O procurador-geral da Justiça Militar, Clauro de Bortolli, mantém equipes em trabalho remoto e presencial para finalizar as peças, mesmo em um período tradicionalmente esvaziado nos tribunais superiores. A expectativa é que os pedidos cheguem ao STM na próxima semana, dando início ao trâmite que avaliará se os condenados mantêm “idoneidade e dignidade” para permanecer nas fileiras militares.
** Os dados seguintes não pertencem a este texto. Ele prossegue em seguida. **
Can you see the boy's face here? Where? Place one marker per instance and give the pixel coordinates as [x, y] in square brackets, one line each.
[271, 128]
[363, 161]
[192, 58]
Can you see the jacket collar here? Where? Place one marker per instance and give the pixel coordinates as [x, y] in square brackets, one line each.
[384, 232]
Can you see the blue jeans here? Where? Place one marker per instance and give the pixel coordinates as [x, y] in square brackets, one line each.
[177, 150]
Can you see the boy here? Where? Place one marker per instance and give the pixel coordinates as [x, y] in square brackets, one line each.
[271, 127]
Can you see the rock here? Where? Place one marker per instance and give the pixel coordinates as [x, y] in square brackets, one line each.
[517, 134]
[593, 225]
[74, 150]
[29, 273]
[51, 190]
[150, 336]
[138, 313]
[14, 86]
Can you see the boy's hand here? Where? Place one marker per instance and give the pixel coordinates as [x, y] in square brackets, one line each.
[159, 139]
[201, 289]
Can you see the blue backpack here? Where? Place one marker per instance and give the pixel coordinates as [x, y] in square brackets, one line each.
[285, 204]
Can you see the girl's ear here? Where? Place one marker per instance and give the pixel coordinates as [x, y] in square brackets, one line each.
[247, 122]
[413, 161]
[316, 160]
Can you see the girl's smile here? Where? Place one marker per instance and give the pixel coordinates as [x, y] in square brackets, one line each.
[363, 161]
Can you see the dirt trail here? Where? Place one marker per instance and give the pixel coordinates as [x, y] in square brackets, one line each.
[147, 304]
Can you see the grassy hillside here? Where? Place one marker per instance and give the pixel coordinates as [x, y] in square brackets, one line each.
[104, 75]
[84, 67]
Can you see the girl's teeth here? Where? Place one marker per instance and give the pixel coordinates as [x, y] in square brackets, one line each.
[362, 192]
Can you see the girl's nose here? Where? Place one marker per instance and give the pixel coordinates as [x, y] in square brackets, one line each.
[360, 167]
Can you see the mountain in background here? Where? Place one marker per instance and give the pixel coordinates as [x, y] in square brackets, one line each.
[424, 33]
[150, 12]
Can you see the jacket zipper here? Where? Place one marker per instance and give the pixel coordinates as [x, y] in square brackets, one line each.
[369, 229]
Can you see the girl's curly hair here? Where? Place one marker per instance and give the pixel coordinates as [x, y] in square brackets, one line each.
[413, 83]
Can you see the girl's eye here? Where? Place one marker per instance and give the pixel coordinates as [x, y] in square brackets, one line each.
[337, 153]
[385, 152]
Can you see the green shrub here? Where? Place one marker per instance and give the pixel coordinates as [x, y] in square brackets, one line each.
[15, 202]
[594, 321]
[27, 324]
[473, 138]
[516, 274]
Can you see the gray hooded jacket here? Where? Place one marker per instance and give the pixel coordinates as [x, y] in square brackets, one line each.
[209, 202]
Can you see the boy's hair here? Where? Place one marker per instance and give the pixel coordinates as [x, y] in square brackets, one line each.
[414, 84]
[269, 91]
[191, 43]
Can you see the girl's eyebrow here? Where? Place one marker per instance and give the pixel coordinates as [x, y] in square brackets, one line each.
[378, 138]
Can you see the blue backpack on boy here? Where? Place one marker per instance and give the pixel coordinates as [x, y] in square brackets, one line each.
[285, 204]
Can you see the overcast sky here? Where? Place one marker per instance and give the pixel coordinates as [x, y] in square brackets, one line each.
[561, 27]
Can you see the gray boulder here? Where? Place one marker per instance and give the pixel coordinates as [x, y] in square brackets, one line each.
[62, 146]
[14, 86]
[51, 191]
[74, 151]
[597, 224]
Caso os pedidos sejam recebidos, o STM não reavaliará o mérito das condenações, já encerradas no Supremo. A Corte militar analisará apenas as consequências administrativas das sentenças, como a eventual perda de posto e patente. Entre os condenados estão Bolsonaro, capitão reformado do Exército, e oficiais-generais da reserva que integraram o núcleo central do plano de ruptura democrática.
Além do ex-presidente, foram condenados o almirante Almir Garnier, ex-comandante da Marinha; os generais Walter Braga Netto e Paulo Sérgio Nogueira, ex-ministros da Defesa; e Augusto Heleno, ex-chefe do Gabinete de Segurança Institucional. Desses, Heleno é o único que atualmente cumpre pena em regime domiciliar humanitário.
No STM, cada representação será distribuída por sorteio a um relator e a um revisor, sem prazo definido para apresentação de votos. Durante o julgamento em plenário, qualquer ministro poderá pedir vista, o que pode adiar a decisão. Pela tradição da Corte, a presidente do tribunal não vota, exceto em caso de empate, quando o voto de desempate favorece o réu.
Os julgamentos serão inéditos na história do STM, que nunca analisou pedidos de perda de patente por crimes contra a democracia nem expulsou generais condenados. Levantamento recente indica que, nos últimos anos, a Corte acolheu 93% das solicitações do Ministério Público Militar para expulsar militares condenados, sobretudo em casos de corrupção, peculato e estelionato.